1 Centre for Ecology and Hydrology (CEH) Oxford, Formerly the Institute of Virology and Environmental Microbiology, Mansfield Road, Oxford OX1 3SR, UK
2 Laboratorio Regional de Diagnóstico e Investigación del Dengue y otras enfermedades virales (LARDIDEV), Maracay, Estado Aragua, Venezuela
3 Instituto Venezolano de Investigaciones Científicas – IVIC, Centro de Microbiología y Biología Celular, Carretera Panamericana, Km. 11. Altos de Pipe, Apartado Postal 21827, Caracas 1020A, Venezuela
4 Sir William Dunn School of Pathology, University of Oxford, South Parks Road, Oxford OX1 3RE, UK
5 Department of Zoology, University of Oxford, South Parks Road, Oxford OX1 3PS, UK

Correspondence
E. A. Gould
eag{at}ceh.ac.uk

During the past 40 years, dengue haemorrhagic fever and dengue shock syndrome (DHF/DSS) have emerged in humans, with approximately 3 million cases reported and over 58 000 deaths.
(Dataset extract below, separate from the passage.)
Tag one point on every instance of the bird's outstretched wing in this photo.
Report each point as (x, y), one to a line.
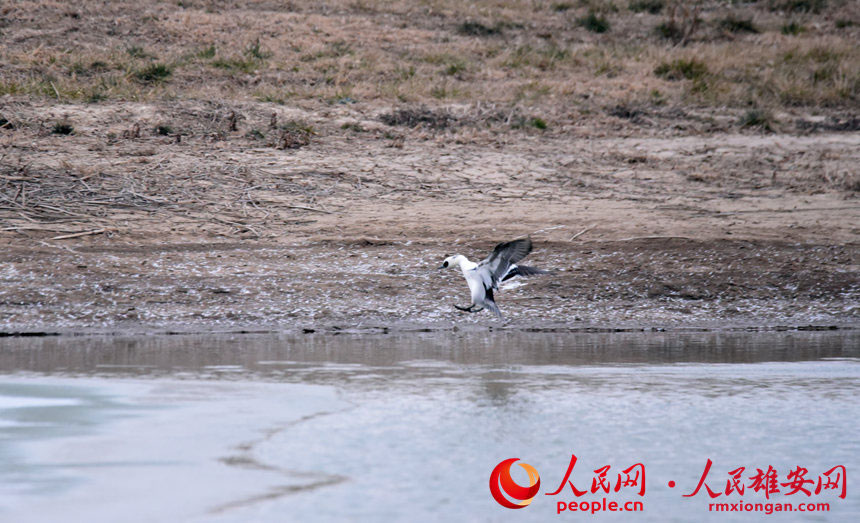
(503, 256)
Dengue virus serotypes 1, 2 and 4 (DENV-1, -2 and -4) have been co-circulating in Venezuela for at least the past 10 years, causing minor or major outbreaks of dengue fever (DF) and DHF/DSS. The first recorded outbreak due to DENV-3 in Venezuela dates to 1964 and the virus then seems to have disappeared. However, DENV-3 re-appeared recently (in July, 2000) in Venezuela after 32 years of absence and produced a prolonged major outbreak, which, by the end of 2001, involved 83 180 cases of dengue, mostly DF (92 %). Previous phylogenetic studies revealed that the DENV-3 circulating during the 1960s Latin American outbreak was a genotype V virus. To gain a better understanding of the nature of the current epidemic, the complete sequence was determined of the envelope (E) gene of 15 Venezuelan DENV-3 viruses isolated during 2000 and 2001 from patients presenting with different disease severity. Sequence data were used in phylogenetic comparisons with global samples of DENV-3. Analysis revealed that the strain circulating in Venezuela is closely related to isolates that were previously present in Panama and Nicaragua in 1994 and since then have spread through Central American countries and Mexico. This study also confirms previous reports showing that the DENV-3 strain currently circulating in the Americas is related to the strain that caused DHF epidemics in Sri Lanka and India in 1989–1991 (genotype III). Finally, no evidence of the re-emergence of the strain that circulated in Venezuela in the late 1960s and 1970s (genotype V) was found.